La Revolución Traicionada (Breve Historia de la Nomenklatura)

Por Pablo Barroso - 20 de Septiembre, 2006, 15:16, Categoría: Política

Numerosas personas se aglutinan en los muelles de Sebastopol, Odessa y Murmansk, el Ejército Rojo esta a las puertas estas ciudades y parece que la causa de los blancos se ha perdido definitivamente. Las potencias occidentales no están dispuestas a malgastar más dinero en tal empresa restauradora. A base de concesiones territoriales, el estado soviético por fin se ha asegurado la paz y es hora de comenzar a construir el socialismo. Son, los años veinte.

Pero ni los más pesimistas sospechaban que, desde el primer momento, ya durante la guerra civil, los cimientos del nuevo orden se habían colocado de forma equivocada, diferente a como estaba previsto en los planos del edificio que, con el tiempo se derrumbaría.

En efecto los tiempos eran difíciles y los enemigos múltiples, incluso en el interior. Todo ello contribuyo a que no fuese posible la convivencia inicial de varios partidos revolucionarios que propondrían al pueblo ruso para que este, mediante el poder asambleario de los soviets, decidiesese libre y democráticamente su futuro.

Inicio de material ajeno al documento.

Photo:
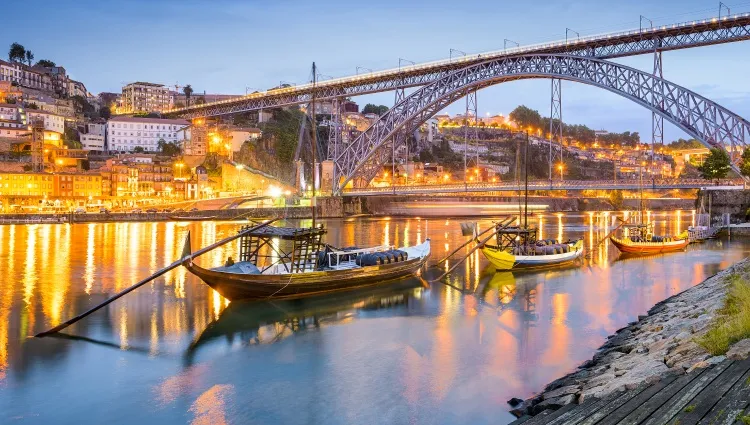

En consecuencia, el Partido Comunista asumió el monopolio político y pronto sus cuadros pasaron a controlar a su antojo los los soviets y las estructuras fundamentales del estado, resultando de ello una fatal fusión entre el estado y el partido-único y el fin de la democracia asamblearia.

Paralelamente a esto, la falta de técnicos y personal de administración hizo que pronto hubiese que establecer una alianza entre las clases trabajadoras por un lado y las clases medias e intelectuales por otro. Anteriormente, el propio Lenin había vaticinado ue sería inevitable establecer dicha colaboración con estas clases aludiendo entre otras cosas a la necesidad de contar con un cuerpo de "revolucionarios profesionales" que gestionase el nuevo y flamante estado.

Nadie duda de la necesidad de estos gestores para comenzar a construir el edificio del socialismo, pero pocos sospechaban que estos hombres constituían la semilla de una nueva clase social.

Pronto, estos hombres se convirtieron en los cuadros del partido y comenzaron a desplazar a la "vieja guardia", a los antiguos revolucionarios. El proceso de control del partido (y por tanto el estado  el sistema en general) se había iniciado. Lenin mismo luchó encarecidamente durante sus últimos días contra el gran problema que surgía, la burocratización de la Unión Soviética., dándose cuenta que esta representaba uno delos mayores peligros para la revolución.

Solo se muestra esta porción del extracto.